The only small cell carcinoma of the ovary, hypercalcemic type case (#103) in this series that showed normal SMARCA2 expression was also the only one that had strong SMARCA4 expression. We confirmed that the presence of SMARCA4 alone is not sufficient for SMARCA2 re-expression in small cell carcinoma of the ovary, hypercalcemic type. Case 103 has a non-functional helicase domain as a result of a 2 exon in-frame deletion despite retaining SMARCA4 expression;2 however, the protein is still expressed. Even though unlikely, it is possible that this truncated helicase-dead SMARCA4 may contribute to re-expression of SMARCA2.

Unique from our other cases, case 113 was not only a patient-derived xenograft, but it also originated from recurrent small cell carcinoma of the ovary, hypercalcemic type disease.

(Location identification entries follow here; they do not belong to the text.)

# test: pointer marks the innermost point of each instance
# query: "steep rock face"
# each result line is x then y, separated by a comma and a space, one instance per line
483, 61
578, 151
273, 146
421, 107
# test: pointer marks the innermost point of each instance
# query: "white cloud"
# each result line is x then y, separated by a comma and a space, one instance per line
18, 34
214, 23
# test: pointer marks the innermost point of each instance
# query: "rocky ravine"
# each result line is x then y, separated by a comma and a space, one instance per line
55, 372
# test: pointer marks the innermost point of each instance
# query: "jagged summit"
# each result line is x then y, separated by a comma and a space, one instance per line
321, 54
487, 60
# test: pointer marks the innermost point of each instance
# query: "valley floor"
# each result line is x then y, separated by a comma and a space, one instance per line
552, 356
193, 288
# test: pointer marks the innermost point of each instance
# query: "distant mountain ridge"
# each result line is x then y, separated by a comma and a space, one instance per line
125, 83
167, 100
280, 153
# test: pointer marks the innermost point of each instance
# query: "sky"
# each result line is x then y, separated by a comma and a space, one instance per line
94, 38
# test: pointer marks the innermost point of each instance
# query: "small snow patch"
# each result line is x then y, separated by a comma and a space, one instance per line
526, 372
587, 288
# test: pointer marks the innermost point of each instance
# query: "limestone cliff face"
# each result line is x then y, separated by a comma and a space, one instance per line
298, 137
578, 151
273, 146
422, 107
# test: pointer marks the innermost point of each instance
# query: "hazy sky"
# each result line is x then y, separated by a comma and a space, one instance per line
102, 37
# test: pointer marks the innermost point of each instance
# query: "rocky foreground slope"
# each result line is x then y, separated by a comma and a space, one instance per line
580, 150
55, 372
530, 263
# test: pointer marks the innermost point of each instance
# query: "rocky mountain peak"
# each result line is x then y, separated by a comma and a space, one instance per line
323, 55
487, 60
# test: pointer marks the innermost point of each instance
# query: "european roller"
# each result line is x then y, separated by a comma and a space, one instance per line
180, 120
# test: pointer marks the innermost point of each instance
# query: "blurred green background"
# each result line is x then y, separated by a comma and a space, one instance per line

In addition to the expected SMARCA4 mutation, we identified high confidence mutations in POLE and TP53. The POLE mutation may give rise to other mutations owing to the mutator phenotype seen with POLE exonuclease domain mutations; however, owing to the lack of a matched normal DNA sample, germline variants cannot be excluded. This case is also the only recurrent case in our cohort, raising the possibility that other mutations may have occurred as a result of tumor progression or drug treatment. Examination of the original tumor from the time of diagnosis, which is not available at present, could help determine the sequence of mutation evolution.

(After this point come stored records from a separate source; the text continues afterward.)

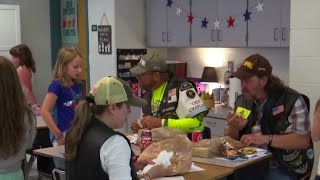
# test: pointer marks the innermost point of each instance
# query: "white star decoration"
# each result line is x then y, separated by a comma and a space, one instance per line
179, 11
216, 24
259, 7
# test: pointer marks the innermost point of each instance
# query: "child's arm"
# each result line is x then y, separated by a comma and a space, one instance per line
315, 131
25, 76
47, 106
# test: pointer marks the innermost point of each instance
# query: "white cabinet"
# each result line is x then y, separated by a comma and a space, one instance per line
271, 27
216, 125
164, 27
220, 10
10, 34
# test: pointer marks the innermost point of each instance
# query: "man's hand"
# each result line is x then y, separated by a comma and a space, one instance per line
135, 126
142, 163
252, 139
151, 122
236, 122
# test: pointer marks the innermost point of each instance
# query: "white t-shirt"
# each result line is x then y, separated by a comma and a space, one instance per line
115, 155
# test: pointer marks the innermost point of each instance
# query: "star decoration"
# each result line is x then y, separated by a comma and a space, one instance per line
216, 24
247, 15
230, 22
179, 11
204, 23
169, 2
259, 7
190, 18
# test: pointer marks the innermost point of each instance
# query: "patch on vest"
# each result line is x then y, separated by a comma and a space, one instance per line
191, 94
185, 85
310, 153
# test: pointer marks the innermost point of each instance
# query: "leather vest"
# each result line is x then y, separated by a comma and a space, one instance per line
87, 164
299, 161
167, 109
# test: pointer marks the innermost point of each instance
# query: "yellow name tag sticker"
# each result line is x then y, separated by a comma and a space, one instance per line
243, 112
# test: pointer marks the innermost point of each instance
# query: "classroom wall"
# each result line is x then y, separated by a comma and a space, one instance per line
197, 58
305, 55
35, 32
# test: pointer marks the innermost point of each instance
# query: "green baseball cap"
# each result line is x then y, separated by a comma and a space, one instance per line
150, 62
110, 90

Concomitant absence of SMARCA2 and SMARCA4 has been reported in a subset (10%) of non-small cell lung carcinoma cases.20 These non-small cell lung carcinoma cases had a worse overall survival compared with cases that did not have concomitant absence of SMARCA2 and SMARCA4. This suggests that the loss of both SMARCA2 and SMARCA4 may contribute to the aggressiveness of small cell carcinoma of the ovary, hypercalcemic type. Our data further suggest that the absence of SMARCA2 expression in small cell carcinoma of the ovary, hypercalcemic type is non-mutational and potentially the result of epigenetic or post-translational silencing. The reversal of epigenetic silencing of SMARCA2 and its resultant re-expression is a potential therapeutic approach for cancers with a SMARCA2-depleted background.17, 21, 22 SMARCA2 expression may be restored with HDAC inhibitors and result in reduced cell growth.15, 17, 18 Finally, a recent report suggests that flavonoids are able to restore SMARCA2 expression,23 proposing that this group of drugs could be effective in cancers in which re-expression of SMARCA2 results in growth retardation. Reversal of epigenetic silencing of SMARCA2 could be further explored as a treatment option for patients with small cell carcinoma of the ovary, hypercalcemic type. The near universal mutations in SMARCA4 coupled with newly discovered concomitant loss of SMARCA2 expression substantiates the designation of small cell carcinoma of the ovary, hypercalcemic type as a fascinating rare tumor.